The results from our study must be interpreted with the following limitations in mind. First, our literature search was designed to be as specific as possible (limited epithets, waterbody terms, and categories), yet papers reporting on research other than non-perennial systems made it into our analyses. Examining each paper individually was outside the scope of this study. While the papers on other topics may skew our results, they are also indicative of the papers a researcher would identify when conducting a WoS search for a meta-analysis. Second, our review is based solely on the WoS search engine.
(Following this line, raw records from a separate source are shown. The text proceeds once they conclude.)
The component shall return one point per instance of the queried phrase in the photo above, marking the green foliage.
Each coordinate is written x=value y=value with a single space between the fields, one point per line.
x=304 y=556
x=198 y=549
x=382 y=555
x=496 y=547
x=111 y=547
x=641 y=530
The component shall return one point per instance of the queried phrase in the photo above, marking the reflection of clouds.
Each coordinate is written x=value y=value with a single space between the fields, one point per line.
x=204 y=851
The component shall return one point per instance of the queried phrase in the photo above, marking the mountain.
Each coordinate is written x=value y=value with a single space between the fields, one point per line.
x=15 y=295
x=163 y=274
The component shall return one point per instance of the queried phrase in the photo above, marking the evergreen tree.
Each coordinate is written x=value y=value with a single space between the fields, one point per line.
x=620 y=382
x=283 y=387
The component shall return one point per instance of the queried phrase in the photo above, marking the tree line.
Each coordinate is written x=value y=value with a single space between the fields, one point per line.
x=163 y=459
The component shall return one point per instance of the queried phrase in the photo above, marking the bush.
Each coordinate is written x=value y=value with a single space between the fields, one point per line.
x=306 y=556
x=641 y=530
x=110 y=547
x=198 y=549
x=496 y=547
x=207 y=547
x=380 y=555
Following similar methods with Google Scholar searches may have resulted in a different set of papers. However, the number of papers returned by our WoS search provided us with a large corpus that we believe represented the body of literature on non-perennial systems. We therefore chose to limit overlap by focusing on WoS search results. These methods may have excluded some papers on non-perennial river systems [1], however the aim of the paper was to capture overall trends in non-perennial river research. We felt that the logic behind our methods was sound and maintaining these methods prevented any biases in data collection.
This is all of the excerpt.